Poverty under inequality amounts to irregular and low value resourcing where futures are unpredictable. This makes it hard to stabilise extended reciprocal interactions over time as any failure to repay a debt outweighs the minimal benefits of help further down the line.
Trust is more likely to form within a close group of similar people with whom values can more easily be communicated and norms for processing what is owed can be readily established: if you see each other all the time there is less opportunity for defection from social contracts.
Forming such alliances with dissimilar people and institutions is a riskier proposition. It is known that distrust of authorities by socio-economically isolated groups prevents uptake of public health interventions . We might therefore predict that individuals with reduced bridging and linking capital will be more resistant to current public health messages about COVID-19 and perhaps more likely to violate restrictions and less likely to engage with subsequent recovery plans including vaccination.
That resistance might be socio-economically distributed, as suggested, but we should also note that prolonged social isolation will increase everyone’s reliance upon bonding capital whilst measures are in place. Any distrust of institutions will be magnified by this isolation and further compounded by changing messaging as a complex pandemic unfolds.
It is not only health interventions that rely upon bridging and linking capital. As we remain at home we increasingly rely upon digital technologies but access to devices that can deliver on all tasks is unequally and socio-economically distributed.
For example, home schooling has put delivery of our national curriculum into the hands of parents. The plethora of online material to support this is impressive but not all families have the relevant or sufficient technology to teach their children. There are schemes to help but they are not well advertised and they require brokering by parents with schools, thereby relying upon linking capital to make them work. Given that poorer groups within the UK are likely to have less experience of linking, of negotiating, of simply asking for help, it is likely that not everyone who should be will be supported.
A full strategy would take account not only of missing technology, due to inequality, but also of the way people will seek help; poverty will heavily weight bond social capital and stop broader search strategies.
Pitas and Ehmer  state that the US Government should invest in growing social capital in order to facilitate management of and recovery from the current pandemic. But they suggest mobilising digital technologies to do this for bridging capital, without recognising that this is potentially excluding.
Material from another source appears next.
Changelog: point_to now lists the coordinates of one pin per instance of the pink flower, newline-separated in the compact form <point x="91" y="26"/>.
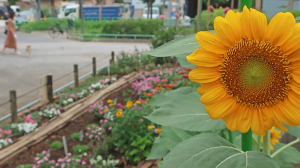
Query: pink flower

One thing this crisis reinforces is the idea that digital connectivity is a human right due to our reliance upon it to manage the quotidian and the extraordinary. That right must be extended to all, and public health spending on the distribution of tablet technologies and internet access to all could facilitate social capital gains and improve resilience.
A similar lesson should be drawn at the global scale where there are marked inequalities and outcomes.
The social resources we have are affected by socio-economic realities, and both impact upon our health and resilience. Existing inequality will affect outcomes during the current COVID-19 pandemic but interventions will also impact upon social capital in ways that might exacerbate existing risks of disengagement.
More generally, bridging and linking social capital will prove important for managing other aspects of the crisis. Policy makers should attend to these effects and think about how interventions will be accessed by those with relatively reduced social capital.
To attend to social capital is to attend to our ghettos and to break down their walls. Doing so will reduce inequality, improve health, and increase creative engagement with the problems of the world.
We need to do this now because we will face future disasters together.